In April Kodak announced that it planned to sell its personalised and document imaging businesses to its UK pension plan, in a $650m (£400m) deal that allowed it to offload the giant pension liability owed to the scheme. Subsequently the remaining Kodak business was able to emerge from Chapter 11 bankruptcy protection in September.
The spun-off operations owned by the plan are now known as Kodak Alaris.
US-based patent and intellectual property specialist Envision IP carried out research on behalf of some of Kodak’s shareholders during Kodak’s Chapter 11 process, so that the shareholders could understand the value of the patent portfolio and argue their case for compensation for their losses.
Envision identified 8,500 ‘in-force’ US patents owned by Eastman Kodak, and this week claimed that only 376 patents out of 4,100 that should supposedly have switched to Kodak Alaris as part of the sale deal have actually been transferred.

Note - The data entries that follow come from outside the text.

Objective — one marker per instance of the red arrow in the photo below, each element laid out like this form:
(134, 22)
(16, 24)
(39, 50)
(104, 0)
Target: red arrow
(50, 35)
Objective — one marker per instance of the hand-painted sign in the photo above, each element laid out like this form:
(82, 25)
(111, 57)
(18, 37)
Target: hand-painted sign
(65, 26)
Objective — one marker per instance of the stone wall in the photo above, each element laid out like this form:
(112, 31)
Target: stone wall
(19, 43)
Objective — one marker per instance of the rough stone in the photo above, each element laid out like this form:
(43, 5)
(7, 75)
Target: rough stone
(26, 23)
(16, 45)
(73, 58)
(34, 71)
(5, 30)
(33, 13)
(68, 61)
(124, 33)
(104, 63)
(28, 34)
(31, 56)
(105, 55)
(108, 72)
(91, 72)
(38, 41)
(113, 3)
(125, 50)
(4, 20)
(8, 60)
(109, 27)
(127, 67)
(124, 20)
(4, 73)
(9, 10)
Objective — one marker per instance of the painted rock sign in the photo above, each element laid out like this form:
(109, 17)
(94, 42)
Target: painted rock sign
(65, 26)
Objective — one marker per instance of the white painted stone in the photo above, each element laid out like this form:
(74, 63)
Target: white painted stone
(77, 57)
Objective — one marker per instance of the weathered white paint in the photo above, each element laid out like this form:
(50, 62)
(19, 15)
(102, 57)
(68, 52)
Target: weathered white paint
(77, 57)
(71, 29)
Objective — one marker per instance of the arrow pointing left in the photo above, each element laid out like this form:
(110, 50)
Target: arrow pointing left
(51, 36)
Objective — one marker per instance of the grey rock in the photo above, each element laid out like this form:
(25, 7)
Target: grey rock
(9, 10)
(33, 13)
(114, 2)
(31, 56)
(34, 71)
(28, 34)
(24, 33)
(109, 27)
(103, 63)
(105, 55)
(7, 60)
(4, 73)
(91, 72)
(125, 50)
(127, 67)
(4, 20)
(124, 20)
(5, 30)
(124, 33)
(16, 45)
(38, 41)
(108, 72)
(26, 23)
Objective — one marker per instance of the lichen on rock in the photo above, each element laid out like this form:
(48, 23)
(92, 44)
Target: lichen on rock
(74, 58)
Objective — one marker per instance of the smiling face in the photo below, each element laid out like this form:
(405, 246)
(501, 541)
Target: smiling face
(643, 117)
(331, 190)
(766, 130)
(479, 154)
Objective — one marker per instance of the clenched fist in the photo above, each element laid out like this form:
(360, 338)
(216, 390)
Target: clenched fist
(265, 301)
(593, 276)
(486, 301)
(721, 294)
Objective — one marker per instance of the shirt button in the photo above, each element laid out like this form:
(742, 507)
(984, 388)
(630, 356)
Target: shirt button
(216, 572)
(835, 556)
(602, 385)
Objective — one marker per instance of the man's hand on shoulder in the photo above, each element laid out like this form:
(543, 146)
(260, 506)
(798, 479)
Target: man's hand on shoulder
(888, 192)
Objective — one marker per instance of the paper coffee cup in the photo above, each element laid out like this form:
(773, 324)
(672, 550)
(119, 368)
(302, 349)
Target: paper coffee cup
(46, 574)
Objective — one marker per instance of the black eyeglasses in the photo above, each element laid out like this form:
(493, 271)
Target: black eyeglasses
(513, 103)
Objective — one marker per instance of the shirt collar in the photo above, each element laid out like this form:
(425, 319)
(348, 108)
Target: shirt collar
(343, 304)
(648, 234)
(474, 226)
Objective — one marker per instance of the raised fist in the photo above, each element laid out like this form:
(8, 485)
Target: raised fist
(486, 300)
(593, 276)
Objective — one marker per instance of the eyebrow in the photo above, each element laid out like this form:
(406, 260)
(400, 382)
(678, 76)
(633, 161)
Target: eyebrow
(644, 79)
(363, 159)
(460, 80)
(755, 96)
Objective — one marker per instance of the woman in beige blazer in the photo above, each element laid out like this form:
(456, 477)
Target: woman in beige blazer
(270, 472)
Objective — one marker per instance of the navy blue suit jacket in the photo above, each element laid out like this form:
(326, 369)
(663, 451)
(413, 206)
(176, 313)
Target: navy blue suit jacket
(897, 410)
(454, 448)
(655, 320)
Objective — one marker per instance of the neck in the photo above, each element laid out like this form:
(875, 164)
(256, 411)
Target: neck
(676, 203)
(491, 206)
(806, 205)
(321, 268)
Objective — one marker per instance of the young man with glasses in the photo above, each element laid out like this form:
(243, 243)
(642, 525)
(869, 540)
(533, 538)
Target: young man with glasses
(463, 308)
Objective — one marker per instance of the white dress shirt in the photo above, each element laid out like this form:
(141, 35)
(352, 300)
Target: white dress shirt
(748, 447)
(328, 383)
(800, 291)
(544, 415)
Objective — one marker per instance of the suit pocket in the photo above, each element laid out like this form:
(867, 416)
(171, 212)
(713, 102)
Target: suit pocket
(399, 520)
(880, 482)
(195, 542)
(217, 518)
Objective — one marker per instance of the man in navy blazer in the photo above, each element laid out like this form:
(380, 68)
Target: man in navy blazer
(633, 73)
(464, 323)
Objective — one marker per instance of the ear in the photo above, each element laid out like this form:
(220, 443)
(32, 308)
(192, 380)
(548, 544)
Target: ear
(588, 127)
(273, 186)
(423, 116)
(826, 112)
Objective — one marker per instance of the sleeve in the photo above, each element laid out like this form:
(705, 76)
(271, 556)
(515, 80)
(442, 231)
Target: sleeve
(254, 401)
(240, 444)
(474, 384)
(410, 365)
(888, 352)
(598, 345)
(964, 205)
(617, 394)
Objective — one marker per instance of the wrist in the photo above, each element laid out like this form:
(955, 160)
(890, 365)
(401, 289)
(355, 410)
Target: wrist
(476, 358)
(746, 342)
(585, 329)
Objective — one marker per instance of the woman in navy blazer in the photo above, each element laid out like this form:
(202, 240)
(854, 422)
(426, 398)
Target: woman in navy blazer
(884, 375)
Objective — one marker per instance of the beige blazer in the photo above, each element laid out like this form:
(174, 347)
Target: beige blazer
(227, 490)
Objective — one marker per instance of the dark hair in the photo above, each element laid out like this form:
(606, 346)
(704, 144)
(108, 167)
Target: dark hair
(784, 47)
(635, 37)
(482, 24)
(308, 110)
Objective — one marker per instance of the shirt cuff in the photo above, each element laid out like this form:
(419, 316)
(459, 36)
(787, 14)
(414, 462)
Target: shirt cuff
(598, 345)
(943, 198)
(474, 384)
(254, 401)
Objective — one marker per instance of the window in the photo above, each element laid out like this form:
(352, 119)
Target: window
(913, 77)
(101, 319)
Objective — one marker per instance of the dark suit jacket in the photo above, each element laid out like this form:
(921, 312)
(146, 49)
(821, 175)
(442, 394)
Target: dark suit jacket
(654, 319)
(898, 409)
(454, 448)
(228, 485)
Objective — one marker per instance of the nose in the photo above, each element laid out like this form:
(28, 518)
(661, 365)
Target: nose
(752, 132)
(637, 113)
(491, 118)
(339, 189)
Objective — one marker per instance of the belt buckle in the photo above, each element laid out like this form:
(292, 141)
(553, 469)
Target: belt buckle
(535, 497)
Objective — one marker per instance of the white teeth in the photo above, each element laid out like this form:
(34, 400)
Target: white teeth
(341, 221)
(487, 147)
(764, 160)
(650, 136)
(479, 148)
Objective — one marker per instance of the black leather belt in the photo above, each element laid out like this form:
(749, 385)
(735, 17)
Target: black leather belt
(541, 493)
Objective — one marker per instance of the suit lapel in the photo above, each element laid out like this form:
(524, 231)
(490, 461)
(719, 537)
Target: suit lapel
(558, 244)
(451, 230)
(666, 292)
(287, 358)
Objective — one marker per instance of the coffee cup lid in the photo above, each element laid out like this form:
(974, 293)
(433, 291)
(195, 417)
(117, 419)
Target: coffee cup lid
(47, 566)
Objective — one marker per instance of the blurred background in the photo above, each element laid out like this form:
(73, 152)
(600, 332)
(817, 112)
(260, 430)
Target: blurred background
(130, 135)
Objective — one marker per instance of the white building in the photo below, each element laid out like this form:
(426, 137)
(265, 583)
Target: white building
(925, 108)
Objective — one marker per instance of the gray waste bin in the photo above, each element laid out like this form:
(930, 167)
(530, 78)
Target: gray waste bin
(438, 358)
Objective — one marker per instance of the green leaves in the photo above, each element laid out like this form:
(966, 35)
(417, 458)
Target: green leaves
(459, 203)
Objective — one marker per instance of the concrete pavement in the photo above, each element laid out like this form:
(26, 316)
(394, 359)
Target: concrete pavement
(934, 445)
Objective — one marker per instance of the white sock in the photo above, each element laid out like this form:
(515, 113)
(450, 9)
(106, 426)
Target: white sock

In a strongly-worded investment research posting, Envision stated: “Without identifying which patents Kodak planned to retain, the bankruptcy court blindly sided with Kodak’s attorneys, who stated that Kodak projected to earn only $35m in IP related revenues in 2013, versus Kodak’s $250m to $350m estimate provided in its Public Lender Presentation dated January 2012… Kodak appears to have fooled Judge Allan Gropper and the bankruptcy court into believing that most of its valuable patents would be transferred to the Pension Plan.”
It did include a caveat: "Perhaps the patent transfer and assignment process is still pending."
However, Kodak spokesman Christopher Veronda dismissed the claims absolutely, describing Envision’s assertions as “totally off base”.
He told PrintWeek: “These issues were long ago settled. Alaris has licences to key patent technology needed for their business.”
Kodak Alaris had not responded at the time of writing.